The Aether Prompt: February 13th, 2019

Writers! Rev up your aethereal engines of imagination, and use the image above as a prompt to create a microfiction of one hundred words or less!

Anything that fits under the umbrella of speculative fiction — science fiction, fantasy, horror, supernatural fiction and more — is welcome to be shared as a comment to this post. I will select my favorite very short story from those submitted… and turn your words into a fully polished and credited presentation (in the style of my Aethereal Musings) to be featured on an upcoming Thursday on the blog!


If your piece is selected to be featured, you will be in the running to win the 2019 AETHEREAL ENGINEER WRITER SUPPORT PRIZE PACKAGE!

This mysterious box will be packed with all sorts of wonderful goodies catering to your authorly needs, all hand selected by yours truly! At a total estimated value of at least $100, you could brag about receiving one of the highest per-word payouts for any submission, anywhere!

How might you win such a fantabulous treasure?

The featured Thursday posts for Aether Prompt winners (not the initial Wednesday prompts) will receive a score. Each “Like” on a post will grant one point to the author’s score, and each unique WordPress reblog will grant three points. The author of the piece with the most points by December 1st, 2019… WINS!

I reserve the full and unquestioned right to break any ties, disqualify entries if shenanigans are suspected, and declare a winner with absolute and final authority. If you win, I will require your physical address to ship your prize to you (with standard shipping included free of charge).

So what are you waiting for? Write to get your creative engines going today! Write for the glory! Write for a chance to win a fantabulous prize!

But whatever you do, just keep writing. :-)

Take care everyone, I look forward to your creations!

~Jason H. Abbott

12 thoughts on “The Aether Prompt: February 13th, 2019

Add yours

  1. “Your garden could use some help,” I said. Artemis’s face scrunched in surprisingly childish irritation. I wasn’t sure how her alabaster features weren’t marred by this.

    “I planned to hire an angel,” she said, her voice a mixture of piano strings and clinking ice shards. Then she looked at me with a sly smile.

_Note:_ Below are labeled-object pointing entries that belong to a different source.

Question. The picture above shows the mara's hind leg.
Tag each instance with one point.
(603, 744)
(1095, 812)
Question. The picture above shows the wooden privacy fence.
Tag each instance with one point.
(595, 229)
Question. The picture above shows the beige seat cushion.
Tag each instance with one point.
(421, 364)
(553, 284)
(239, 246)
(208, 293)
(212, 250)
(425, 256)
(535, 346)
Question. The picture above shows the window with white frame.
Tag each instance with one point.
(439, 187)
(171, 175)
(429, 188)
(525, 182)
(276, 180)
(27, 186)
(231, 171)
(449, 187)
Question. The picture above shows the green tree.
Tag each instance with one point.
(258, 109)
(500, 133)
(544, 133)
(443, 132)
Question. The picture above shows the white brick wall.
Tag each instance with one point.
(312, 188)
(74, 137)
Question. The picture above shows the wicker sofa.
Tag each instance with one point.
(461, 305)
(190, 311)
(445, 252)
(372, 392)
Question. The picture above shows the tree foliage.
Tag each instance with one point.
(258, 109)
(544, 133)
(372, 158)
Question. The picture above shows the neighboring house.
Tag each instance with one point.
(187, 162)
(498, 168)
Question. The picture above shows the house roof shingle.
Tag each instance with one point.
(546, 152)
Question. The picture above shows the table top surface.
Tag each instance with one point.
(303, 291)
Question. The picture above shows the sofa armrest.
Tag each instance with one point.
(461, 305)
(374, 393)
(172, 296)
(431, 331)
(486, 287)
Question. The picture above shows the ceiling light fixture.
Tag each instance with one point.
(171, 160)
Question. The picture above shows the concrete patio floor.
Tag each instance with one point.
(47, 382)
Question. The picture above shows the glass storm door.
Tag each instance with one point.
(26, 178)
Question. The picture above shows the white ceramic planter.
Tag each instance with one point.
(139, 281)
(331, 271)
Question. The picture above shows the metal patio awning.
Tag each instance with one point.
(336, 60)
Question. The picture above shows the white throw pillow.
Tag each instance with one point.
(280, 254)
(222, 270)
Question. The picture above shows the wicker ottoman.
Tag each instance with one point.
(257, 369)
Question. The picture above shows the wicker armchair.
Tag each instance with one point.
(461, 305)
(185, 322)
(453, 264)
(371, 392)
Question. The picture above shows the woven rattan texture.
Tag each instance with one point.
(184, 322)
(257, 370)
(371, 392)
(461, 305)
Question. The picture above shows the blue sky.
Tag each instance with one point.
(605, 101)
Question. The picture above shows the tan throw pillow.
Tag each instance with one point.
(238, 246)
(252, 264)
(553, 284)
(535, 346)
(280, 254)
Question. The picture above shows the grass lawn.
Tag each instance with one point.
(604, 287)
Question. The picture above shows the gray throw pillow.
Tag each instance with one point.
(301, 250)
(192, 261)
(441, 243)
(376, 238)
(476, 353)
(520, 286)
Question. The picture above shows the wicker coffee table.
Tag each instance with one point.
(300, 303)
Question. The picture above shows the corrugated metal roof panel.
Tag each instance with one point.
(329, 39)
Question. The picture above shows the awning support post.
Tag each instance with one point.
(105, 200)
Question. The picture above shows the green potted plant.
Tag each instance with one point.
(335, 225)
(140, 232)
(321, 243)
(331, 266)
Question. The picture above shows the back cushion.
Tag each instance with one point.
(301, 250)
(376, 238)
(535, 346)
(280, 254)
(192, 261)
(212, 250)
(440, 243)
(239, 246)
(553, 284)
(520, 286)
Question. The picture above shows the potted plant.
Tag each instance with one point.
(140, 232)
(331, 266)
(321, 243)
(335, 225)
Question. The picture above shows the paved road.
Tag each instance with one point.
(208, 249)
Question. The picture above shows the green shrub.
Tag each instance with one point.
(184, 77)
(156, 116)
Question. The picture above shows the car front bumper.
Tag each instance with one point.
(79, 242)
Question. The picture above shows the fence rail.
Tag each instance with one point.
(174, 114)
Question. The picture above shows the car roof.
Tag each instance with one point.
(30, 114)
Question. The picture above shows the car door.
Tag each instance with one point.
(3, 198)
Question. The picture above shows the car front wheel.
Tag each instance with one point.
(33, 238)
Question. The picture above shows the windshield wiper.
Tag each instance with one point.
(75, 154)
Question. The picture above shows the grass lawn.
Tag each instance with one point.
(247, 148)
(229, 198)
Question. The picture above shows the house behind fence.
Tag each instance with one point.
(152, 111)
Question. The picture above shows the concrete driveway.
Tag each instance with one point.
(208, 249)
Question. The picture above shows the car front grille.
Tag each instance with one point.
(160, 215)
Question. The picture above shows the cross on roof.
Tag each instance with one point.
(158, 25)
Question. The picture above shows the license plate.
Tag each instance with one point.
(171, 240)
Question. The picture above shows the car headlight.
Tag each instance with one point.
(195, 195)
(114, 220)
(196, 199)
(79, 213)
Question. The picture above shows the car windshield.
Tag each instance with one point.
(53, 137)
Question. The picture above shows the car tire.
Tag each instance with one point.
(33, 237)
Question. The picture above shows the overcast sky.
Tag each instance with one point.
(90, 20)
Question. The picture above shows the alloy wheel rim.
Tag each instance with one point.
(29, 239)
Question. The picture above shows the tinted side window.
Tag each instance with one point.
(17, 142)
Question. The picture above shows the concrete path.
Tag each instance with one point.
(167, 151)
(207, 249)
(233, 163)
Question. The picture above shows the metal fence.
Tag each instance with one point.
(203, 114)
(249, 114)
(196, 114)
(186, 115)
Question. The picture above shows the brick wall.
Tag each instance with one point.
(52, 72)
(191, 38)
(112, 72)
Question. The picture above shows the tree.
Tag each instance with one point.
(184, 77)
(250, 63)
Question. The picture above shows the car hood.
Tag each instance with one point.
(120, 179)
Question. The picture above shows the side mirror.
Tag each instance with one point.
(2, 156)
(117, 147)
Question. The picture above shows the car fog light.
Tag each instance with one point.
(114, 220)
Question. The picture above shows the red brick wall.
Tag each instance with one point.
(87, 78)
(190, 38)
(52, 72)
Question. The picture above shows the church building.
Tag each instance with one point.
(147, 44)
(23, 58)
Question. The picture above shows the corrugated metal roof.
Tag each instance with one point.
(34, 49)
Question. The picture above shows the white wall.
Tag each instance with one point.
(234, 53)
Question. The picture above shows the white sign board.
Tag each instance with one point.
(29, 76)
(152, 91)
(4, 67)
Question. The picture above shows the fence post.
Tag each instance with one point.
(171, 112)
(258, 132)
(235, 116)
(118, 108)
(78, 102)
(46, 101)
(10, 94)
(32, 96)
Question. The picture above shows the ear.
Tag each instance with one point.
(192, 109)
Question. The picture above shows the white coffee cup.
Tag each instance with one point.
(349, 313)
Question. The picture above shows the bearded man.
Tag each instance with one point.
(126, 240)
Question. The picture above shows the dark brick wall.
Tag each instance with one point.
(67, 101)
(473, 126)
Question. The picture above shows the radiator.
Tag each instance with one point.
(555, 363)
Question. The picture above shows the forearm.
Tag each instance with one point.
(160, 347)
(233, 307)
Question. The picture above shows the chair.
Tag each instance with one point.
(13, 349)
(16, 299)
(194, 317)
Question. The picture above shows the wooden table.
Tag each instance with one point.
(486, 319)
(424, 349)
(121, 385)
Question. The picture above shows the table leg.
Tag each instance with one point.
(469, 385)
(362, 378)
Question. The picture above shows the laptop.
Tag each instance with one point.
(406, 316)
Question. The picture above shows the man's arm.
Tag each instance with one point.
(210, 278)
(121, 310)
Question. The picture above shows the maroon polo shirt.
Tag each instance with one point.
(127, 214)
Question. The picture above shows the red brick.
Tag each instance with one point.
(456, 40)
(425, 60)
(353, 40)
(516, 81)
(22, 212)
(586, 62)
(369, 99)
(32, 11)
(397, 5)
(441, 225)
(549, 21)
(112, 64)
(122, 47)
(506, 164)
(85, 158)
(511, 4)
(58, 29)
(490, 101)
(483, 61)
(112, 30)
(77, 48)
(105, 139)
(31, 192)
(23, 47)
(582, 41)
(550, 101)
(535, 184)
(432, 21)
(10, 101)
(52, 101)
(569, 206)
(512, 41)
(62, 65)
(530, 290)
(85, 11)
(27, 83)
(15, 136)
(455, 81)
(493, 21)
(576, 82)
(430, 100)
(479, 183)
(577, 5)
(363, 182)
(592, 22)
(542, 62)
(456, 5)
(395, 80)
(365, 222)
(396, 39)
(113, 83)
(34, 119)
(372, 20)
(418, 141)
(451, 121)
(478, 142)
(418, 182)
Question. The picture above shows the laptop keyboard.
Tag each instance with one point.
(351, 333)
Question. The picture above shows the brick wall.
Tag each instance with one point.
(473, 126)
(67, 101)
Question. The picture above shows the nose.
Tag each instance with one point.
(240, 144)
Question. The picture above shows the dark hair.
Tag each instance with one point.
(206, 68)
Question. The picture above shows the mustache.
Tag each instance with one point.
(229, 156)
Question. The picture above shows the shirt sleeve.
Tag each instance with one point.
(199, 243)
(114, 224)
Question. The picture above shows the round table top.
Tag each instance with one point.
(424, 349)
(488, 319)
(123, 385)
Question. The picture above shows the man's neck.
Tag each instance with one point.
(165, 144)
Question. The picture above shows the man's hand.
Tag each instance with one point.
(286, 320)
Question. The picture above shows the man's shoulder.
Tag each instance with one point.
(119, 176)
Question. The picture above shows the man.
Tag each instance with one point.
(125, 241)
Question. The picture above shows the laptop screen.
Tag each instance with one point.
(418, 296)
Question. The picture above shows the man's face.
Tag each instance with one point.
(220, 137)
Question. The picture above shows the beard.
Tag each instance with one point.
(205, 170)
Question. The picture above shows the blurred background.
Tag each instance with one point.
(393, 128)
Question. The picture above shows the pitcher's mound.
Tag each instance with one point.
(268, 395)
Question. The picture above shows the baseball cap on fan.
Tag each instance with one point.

It made her nigh unwatchable. “Perhaps my new mortal servant would like to petition for the position.”

    I was glad for the red starlight.

    “What would you pay the angel?”

    Her knowing look made me melt the guard rail.

    Liked by 4 people

    1. Congratulations, Scribe of the Vault, you’re the winner of the February 13th Aether Prompt!

      It’s a back-to-back win! You came out on top this time because I really enjoyed the otherworldly, fantastical quality you wove into your prose. Great character voices and interplay that paints a mood and setting. Wonderful hook of a scene as well.

      Your winning entry will get a featured post on Thursday, March 14th. :-)


      1. Yay! Thank you so much. I spent a bunch of time reading your stuff and learned a lot about how to build a scene in miniature. So thanks again. I’m going for the record, lol, whatever that is. Ha. I am having a problem though. Your prompts are so good, I keep wanting to get distracted and make a whole story.

        Liked by 1 person

  2. The One shuffled through the old ruins, waving his flashlight through the decrepit old place.

    This had once been the home to the creators of worlds, telekinetic beings whose knowledge could spread to the far reaches of the galaxy.
    What had happened here?
    A musky smell drifted to The One’s nostrils, the smell of decay and age.

    The One sighed, pulling up his legs as he gazed out into the vacuum of space. Why aren’t they here? The prophecy had said that The One would meet the makers of worlds. And if the prophecy was wrong, they were all doomed.

    Liked by 4 people

  3. The explosion had ripped through the atmosphere, a percussive tsunami that pulverized all but the sturdiest of structures. Nothing survived. Nothing. A century later, the sky still burned, and the defunct generators hovered over the continents like dying suns.

    I adjusted the mask of my enviro-skin, struggling with the heat and recycled air. The straps of my breather dug grooves into my shoulders. I took new recordings and shook my head. The Earthlings had tried a thousand ways to generate enough power for their planet, everything except conservation. Good riddance. Another century or two, the world would be ours.

    Liked by 2 people

  4. As Pox stared down at the destruction, he realized with consternation that he was lonely. Now that there were no more humans to terrorize, what would he do now? He couldn’t go home to his world, because it was just as dead as this one.

    Just as he thoughts drifted to ending his pathetic existence there and then, Pox saw a beacon of light in the dark. Someone had survived, and Pox wasn’t alone! His games could continue.

    Liked by 4 people

  5. I wanted to show her my world. Though a child, she was the only one I could trust. She nodded, so I clicked my fingers and everything went dark. She gasped, then starlight appeared all around. Her eyes went wide when a chess floor showed itself from underneath. Withered vines hung from the iron rails of a gazebo. She moved to touch them and smiled. In the distance, a blood moon and a distant star peeked through the galactic clouds. Her next words struck me: “Can I stay here forever?” How could I tell her she would never survive here?